The "genetic clusters" are gene pools, usually geographically located. They are not races. All the sociological races feature - within them - many such clusters. You can only identify the race associated with a particular cluster by gathering racial information - sociological racial information - about that community or geographical area.
Or as I put it: most people know what race other people think they belong to. So if you have a gene cluster, and you want to assign it to a "race" for some reason, the way to do it is by asking the members of that cluster what race they are. Or asking their neighbors. Or looking at photographs of the people who live there. Or guessing based on geography and history. Or guessing based on the sociological race assigned to some cluster you think is similar. Or some such method. You can't make the assessment from the genetic data alone, because there are no genetically defined races. No one has taken the human genetic heritage and divided it up into races based on its internal relationships and natural clustering. The species is divided into races first, sociologically, mostly on essentially trivial criteria known to be subject to rapid evolutionary change such as skin color, and only then are the "genetic clusters" assigned to one race or another - regardless of their genetic similarity to each other.
sculptor said:
Denying any genetic or regional differences in the test results is indeed denying the science of psychology!
Accepting the data as genuine, then leads to seeking an understanding of "Why?".

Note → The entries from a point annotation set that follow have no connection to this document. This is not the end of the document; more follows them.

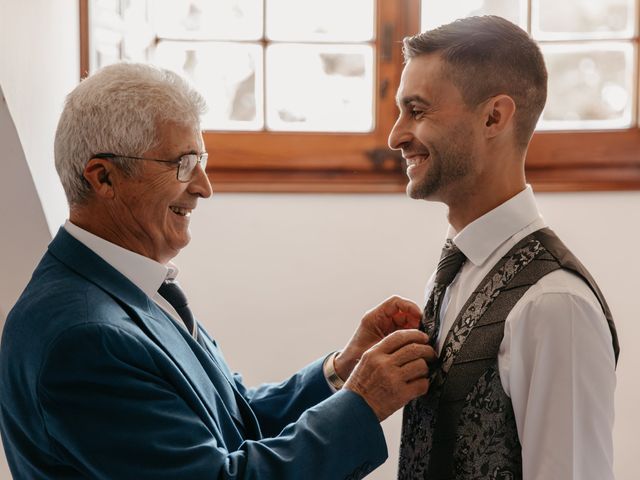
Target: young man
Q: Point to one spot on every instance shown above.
(527, 347)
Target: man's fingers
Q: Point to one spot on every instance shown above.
(402, 311)
(399, 339)
(413, 351)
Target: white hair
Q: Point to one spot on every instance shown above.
(118, 110)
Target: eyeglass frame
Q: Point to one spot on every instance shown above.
(202, 160)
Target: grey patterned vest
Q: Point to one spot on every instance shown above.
(464, 428)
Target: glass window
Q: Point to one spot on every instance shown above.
(301, 92)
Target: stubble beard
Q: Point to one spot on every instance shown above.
(447, 168)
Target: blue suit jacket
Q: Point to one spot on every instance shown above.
(98, 382)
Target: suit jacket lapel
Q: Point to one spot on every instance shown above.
(212, 386)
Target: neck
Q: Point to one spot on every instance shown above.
(485, 193)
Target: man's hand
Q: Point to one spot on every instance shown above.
(393, 372)
(393, 314)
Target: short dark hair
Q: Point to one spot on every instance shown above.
(486, 56)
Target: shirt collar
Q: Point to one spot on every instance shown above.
(143, 272)
(483, 236)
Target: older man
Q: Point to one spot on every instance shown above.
(106, 374)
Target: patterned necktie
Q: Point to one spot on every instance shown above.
(173, 294)
(449, 265)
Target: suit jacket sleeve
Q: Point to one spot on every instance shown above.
(110, 407)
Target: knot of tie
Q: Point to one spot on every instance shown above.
(449, 265)
(173, 294)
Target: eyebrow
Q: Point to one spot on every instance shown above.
(405, 101)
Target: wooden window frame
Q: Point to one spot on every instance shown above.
(350, 163)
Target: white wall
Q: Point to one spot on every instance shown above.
(38, 66)
(282, 279)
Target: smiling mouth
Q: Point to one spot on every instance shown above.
(415, 160)
(183, 212)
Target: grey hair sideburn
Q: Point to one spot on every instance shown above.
(118, 110)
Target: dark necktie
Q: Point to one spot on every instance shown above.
(173, 294)
(449, 265)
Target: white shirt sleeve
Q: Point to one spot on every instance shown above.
(557, 364)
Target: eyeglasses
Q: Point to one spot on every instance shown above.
(186, 163)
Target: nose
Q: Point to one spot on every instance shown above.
(399, 135)
(199, 183)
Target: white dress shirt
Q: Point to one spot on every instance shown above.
(143, 272)
(556, 359)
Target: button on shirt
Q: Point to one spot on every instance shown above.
(556, 359)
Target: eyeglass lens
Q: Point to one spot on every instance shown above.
(188, 164)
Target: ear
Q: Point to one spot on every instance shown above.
(99, 173)
(498, 115)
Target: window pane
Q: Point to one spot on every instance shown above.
(590, 86)
(330, 90)
(329, 20)
(573, 19)
(228, 75)
(208, 19)
(437, 12)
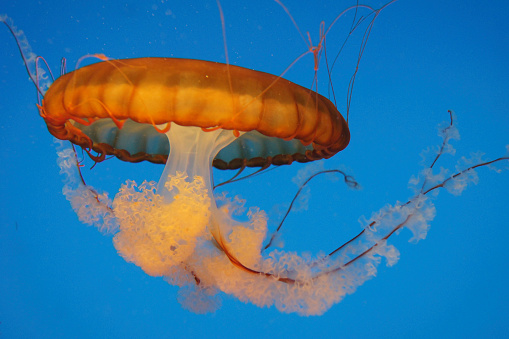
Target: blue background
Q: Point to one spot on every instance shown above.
(59, 278)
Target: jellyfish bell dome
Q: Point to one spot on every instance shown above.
(190, 115)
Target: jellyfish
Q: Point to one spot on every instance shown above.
(209, 113)
(192, 115)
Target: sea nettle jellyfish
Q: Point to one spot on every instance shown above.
(191, 115)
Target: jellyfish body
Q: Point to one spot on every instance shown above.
(174, 228)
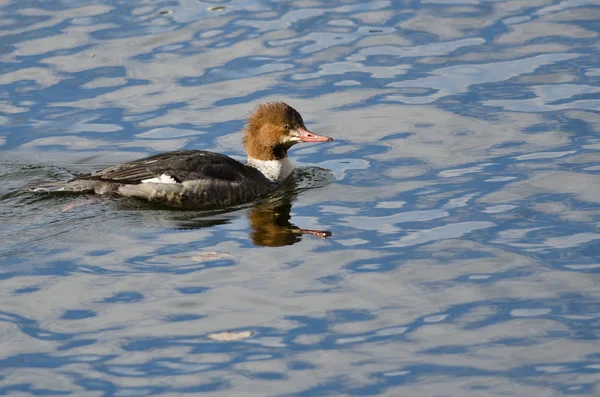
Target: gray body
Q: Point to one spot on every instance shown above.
(196, 179)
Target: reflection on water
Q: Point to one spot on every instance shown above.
(464, 206)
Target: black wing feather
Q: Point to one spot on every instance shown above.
(181, 165)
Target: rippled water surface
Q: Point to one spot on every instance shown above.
(462, 193)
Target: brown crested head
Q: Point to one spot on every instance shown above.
(272, 128)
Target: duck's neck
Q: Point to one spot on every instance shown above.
(274, 170)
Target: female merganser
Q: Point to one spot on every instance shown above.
(197, 179)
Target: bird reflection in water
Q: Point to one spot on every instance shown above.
(271, 226)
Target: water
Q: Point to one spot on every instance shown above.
(462, 198)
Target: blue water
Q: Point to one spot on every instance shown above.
(462, 197)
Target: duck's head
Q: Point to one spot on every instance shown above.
(272, 128)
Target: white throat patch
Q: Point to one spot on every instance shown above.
(274, 170)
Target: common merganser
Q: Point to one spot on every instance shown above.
(198, 179)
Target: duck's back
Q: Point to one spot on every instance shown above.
(187, 179)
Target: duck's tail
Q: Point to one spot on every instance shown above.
(72, 186)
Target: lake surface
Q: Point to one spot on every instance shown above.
(462, 193)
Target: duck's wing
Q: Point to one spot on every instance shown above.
(175, 167)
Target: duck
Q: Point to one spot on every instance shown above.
(204, 180)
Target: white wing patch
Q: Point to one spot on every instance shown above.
(164, 178)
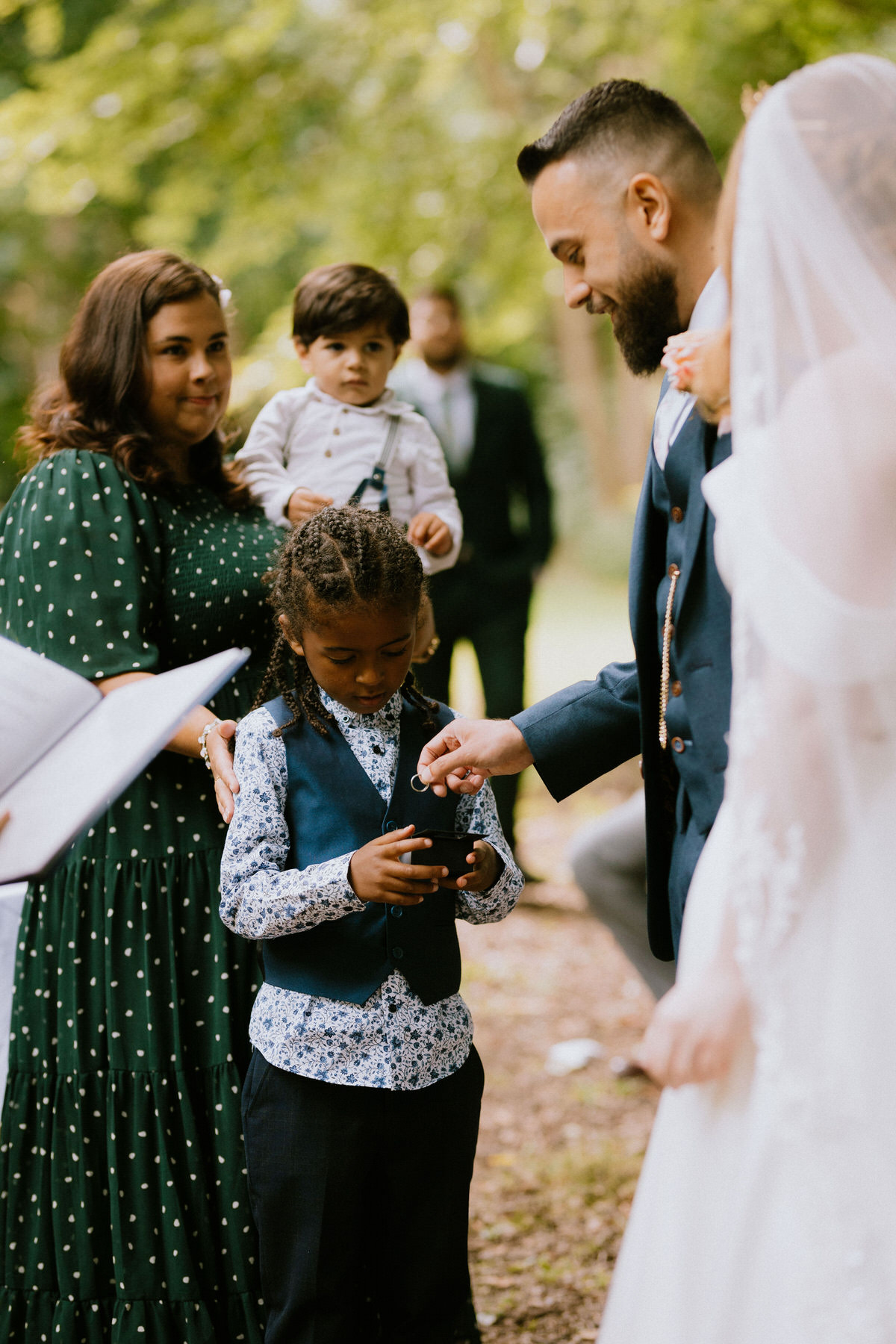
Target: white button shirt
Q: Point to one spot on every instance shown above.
(305, 437)
(709, 314)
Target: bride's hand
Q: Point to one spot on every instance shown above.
(696, 1030)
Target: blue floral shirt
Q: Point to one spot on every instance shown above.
(393, 1041)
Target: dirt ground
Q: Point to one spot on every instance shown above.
(558, 1156)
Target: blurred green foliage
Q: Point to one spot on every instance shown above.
(267, 136)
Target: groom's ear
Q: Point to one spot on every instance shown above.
(648, 208)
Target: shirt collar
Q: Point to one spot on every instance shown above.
(383, 719)
(435, 385)
(383, 401)
(711, 309)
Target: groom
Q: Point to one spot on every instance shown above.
(625, 193)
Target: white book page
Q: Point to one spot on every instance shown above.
(40, 702)
(74, 783)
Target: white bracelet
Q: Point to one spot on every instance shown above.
(203, 749)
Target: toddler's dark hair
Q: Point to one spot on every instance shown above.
(334, 300)
(337, 561)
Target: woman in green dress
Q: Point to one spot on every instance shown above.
(128, 549)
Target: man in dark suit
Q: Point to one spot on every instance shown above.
(497, 470)
(625, 193)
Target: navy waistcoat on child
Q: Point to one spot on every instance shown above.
(334, 808)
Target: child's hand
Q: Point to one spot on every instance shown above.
(376, 871)
(429, 531)
(484, 865)
(304, 503)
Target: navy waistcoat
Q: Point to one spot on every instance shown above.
(332, 808)
(699, 662)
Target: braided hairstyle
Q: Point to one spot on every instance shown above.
(339, 559)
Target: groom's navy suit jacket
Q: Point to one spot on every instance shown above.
(588, 729)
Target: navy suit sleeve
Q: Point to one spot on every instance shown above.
(581, 732)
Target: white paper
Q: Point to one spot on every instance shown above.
(74, 783)
(40, 702)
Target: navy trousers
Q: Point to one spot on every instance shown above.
(687, 848)
(361, 1196)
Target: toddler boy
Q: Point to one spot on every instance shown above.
(346, 437)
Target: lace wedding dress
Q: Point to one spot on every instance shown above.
(766, 1211)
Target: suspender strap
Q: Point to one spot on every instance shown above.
(378, 479)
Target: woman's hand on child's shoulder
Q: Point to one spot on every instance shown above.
(376, 871)
(484, 873)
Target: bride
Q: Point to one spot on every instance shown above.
(766, 1213)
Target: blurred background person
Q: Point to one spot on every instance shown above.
(496, 465)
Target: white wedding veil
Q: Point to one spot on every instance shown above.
(803, 847)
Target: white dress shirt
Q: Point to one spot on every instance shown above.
(709, 314)
(448, 401)
(305, 437)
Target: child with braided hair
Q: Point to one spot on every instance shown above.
(361, 1102)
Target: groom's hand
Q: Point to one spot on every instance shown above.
(464, 754)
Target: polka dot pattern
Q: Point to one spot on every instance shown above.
(122, 1191)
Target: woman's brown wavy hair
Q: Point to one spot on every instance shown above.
(99, 401)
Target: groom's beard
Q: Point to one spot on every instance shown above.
(647, 312)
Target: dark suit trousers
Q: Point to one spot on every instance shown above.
(361, 1196)
(494, 620)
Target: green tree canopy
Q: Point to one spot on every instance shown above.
(267, 136)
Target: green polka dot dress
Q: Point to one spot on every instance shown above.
(122, 1187)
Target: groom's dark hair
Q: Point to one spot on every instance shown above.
(623, 116)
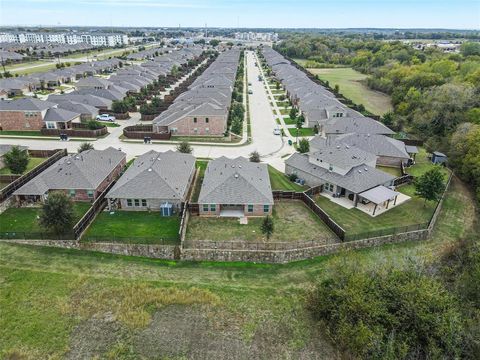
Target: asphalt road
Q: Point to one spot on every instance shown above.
(271, 147)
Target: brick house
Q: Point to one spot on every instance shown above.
(154, 182)
(235, 188)
(81, 176)
(34, 114)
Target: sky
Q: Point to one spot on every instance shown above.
(449, 14)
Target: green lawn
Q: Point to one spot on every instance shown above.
(279, 181)
(289, 121)
(301, 132)
(202, 164)
(395, 171)
(58, 303)
(356, 222)
(137, 227)
(352, 85)
(32, 162)
(423, 164)
(25, 219)
(21, 133)
(293, 221)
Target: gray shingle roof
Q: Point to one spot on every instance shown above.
(156, 175)
(79, 171)
(236, 181)
(358, 179)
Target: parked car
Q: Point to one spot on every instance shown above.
(105, 117)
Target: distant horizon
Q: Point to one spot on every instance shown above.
(246, 14)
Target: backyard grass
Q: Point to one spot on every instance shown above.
(293, 221)
(279, 181)
(423, 164)
(352, 85)
(202, 165)
(137, 227)
(413, 212)
(59, 303)
(301, 132)
(32, 162)
(26, 219)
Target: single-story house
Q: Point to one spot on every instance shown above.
(155, 181)
(81, 176)
(235, 187)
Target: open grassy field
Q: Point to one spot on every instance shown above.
(75, 304)
(32, 162)
(139, 227)
(293, 221)
(25, 219)
(352, 86)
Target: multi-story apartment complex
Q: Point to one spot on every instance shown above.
(95, 39)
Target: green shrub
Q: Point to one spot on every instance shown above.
(388, 313)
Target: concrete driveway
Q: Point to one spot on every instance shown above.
(271, 147)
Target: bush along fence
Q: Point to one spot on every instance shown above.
(53, 156)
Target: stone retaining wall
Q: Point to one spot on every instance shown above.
(166, 252)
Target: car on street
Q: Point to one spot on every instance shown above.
(105, 117)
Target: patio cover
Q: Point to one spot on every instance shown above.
(379, 194)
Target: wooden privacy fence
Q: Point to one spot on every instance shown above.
(97, 206)
(22, 180)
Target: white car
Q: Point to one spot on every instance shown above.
(105, 117)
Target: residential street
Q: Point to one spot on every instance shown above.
(270, 146)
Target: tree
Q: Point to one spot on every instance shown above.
(57, 213)
(254, 156)
(16, 160)
(293, 113)
(84, 147)
(267, 227)
(430, 185)
(303, 146)
(184, 147)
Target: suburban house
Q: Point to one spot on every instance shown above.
(5, 149)
(35, 114)
(81, 176)
(389, 151)
(347, 175)
(203, 109)
(235, 188)
(155, 181)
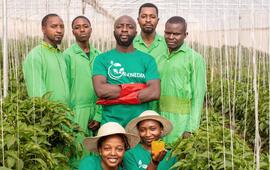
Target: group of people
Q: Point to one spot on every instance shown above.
(147, 84)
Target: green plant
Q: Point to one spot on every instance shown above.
(213, 147)
(38, 134)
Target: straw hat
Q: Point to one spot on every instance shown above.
(110, 128)
(152, 115)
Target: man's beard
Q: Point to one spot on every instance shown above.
(148, 30)
(125, 43)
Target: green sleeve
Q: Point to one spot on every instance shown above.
(99, 67)
(68, 64)
(33, 75)
(98, 113)
(198, 88)
(151, 70)
(130, 161)
(88, 163)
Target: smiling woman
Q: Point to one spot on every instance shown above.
(110, 143)
(150, 153)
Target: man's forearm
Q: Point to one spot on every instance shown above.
(108, 91)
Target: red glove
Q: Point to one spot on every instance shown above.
(128, 95)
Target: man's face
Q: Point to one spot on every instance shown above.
(174, 34)
(81, 30)
(148, 19)
(53, 31)
(124, 31)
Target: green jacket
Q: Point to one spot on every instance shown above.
(79, 66)
(45, 71)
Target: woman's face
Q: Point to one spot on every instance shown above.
(112, 151)
(149, 130)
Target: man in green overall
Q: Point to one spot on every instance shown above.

More to the point, "accepting" that the differences in the test results have been shown to have an identifiable degree or percentage of genetic cause on the basis of such horseshit evidence is denying all of the sciences except psychology. Including statistics.
For example: Anyone who "accepts" evidence for the genetic distribution of cognitive abilities on a US racial population scale, from research that did not control for childhood lead exposure, stereotype bias, and genetic vulnerability to lead exposure and stereotype bias (which is research I believe not to exist yet), is fooling themselves.
And when faced with otherwise competent, educated, professional people so willing to fool themselves in such obvious ways, the person seeking understanding is indeed led to ask "Why?".